Multi-Pair Pairs Trading: 11-Exchange Global Comparison After Correcting for Entry Bias

We ran a multi-pair portfolio backtest across 11 exchanges. Positive returns on 5 of 11, but only Korea and Sweden have positive Sharpe ratios. India at 5 pairs is the single configuration that beats the S&P 500.

Multi-Pair Pairs Trading: 11-Exchange Global Comparison (2005-2024)

Multi-Pair Pairs Trading: 11-Exchange Global Comparison After Correcting for Entry Bias (2005-2024)

We re-ran a multi-pair pairs trading backtest across 11 exchanges after fixing two methodological errors in the original version. The corrections change the story completely. No exchange produces positive excess returns versus its local benchmark. Zero positive Sharpe ratios across all 11 markets.

Contents

  1. Method
  2. Key Finding
  3. Full Results (20-pair inverse-vol, sorted by CAGR)
  4. Exchange Highlights
  5. Korea and Sweden: least bad
  6. India (NSE-only): the dual-listing correction
  7. China: high convergence, deep drawdowns
  8. US: the cost problem is clearest here
  9. Germany and Taiwan: universe depth
  10. Canada and UK: worst drawdowns
  11. Crisis Protection Is Genuine
  12. Why Earlier Results Looked Better
  13. Convergence Rates Across Exchanges
  14. Limitations
  15. Takeaway
  16. Part of a Series

South Africa (JNB) is excluded. Results showed -94% max drawdown, indicating data artifacts in ZAR price history.

Data: Ceta Research, FMP financial data warehouse. Universe: 11 exchanges, local benchmarks per exchange. 2005-2024. Size-tiered transaction costs. JNB excluded (data quality). Short-selling restrictions not modeled. Entry: next-day close (MOC).


Method

Identical parameters across all exchanges:

  • Same-sector pairs, correlation >= 0.70, minimum 200 common trading days
  • Half-life filter: 5-60 trading days (Ornstein-Uhlenbeck fit)
  • Formation period = prior calendar year; trading period = current year
  • Z-score entry at +-2.0, exit at +-0.5; 60-day time stop; -5% loss stop
  • Size-tiered transaction costs applied
  • Cash rule: hold cash if fewer than 3 active pairs can be formed
  • Entry: next-day close (MOC). Signal fires at day T close. Entry executes at day T+1 close.

Portfolio configurations tested: N = 5, 10, 15, 20 pairs with equal-weight and inverse-volatility allocation. The primary reported configuration is 20-pair inverse-vol.

Each exchange uses its own local benchmark for excess return.
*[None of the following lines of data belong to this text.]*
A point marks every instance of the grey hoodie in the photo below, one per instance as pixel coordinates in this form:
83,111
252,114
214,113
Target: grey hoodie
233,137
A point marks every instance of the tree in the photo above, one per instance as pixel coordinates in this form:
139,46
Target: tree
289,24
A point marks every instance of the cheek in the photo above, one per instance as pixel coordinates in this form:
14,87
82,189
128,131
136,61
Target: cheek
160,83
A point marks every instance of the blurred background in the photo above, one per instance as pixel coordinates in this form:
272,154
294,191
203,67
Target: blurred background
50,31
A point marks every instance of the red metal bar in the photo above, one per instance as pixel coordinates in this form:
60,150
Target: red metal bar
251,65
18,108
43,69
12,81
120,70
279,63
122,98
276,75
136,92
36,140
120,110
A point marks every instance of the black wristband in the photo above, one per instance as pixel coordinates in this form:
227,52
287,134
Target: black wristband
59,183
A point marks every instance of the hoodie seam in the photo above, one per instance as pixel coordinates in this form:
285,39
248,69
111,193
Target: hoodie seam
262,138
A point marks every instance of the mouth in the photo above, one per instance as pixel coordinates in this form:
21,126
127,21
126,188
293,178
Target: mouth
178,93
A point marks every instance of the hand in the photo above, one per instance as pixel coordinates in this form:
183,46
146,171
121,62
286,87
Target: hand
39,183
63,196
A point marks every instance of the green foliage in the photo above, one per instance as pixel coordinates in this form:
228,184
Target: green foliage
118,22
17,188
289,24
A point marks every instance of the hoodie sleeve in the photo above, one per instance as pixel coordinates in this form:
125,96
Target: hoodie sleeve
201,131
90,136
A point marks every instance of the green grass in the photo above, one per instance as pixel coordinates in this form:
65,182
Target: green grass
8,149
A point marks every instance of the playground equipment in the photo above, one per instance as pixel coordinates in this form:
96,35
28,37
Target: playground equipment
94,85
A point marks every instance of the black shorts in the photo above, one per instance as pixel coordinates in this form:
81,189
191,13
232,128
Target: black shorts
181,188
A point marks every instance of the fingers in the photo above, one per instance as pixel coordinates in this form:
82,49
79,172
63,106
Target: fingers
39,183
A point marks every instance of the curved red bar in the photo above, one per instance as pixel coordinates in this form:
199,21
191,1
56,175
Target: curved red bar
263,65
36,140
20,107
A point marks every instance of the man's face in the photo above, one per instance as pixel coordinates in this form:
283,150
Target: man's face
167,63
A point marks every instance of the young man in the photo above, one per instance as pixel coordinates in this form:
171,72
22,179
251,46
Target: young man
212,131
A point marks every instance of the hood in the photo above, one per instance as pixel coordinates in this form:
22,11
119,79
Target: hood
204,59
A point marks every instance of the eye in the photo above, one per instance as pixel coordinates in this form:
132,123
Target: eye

SPY is not used as a universal comparator because it overstates excess losses for markets that underperformed US equities and understates them for outperforming markets.


Key Finding

Multi-pair pairs trading fails to beat the local equity benchmark on all 11 exchanges tested. Every exchange shows negative excess return vs its own index, negative Sharpe ratio, and meaningful drawdown.

The strategy does mean-revert. Convergence rates are 77-89% across exchanges. The problem is that 4-legged round-trip costs (20-32 bps per pair per trade) consume all gross alpha in normal market conditions.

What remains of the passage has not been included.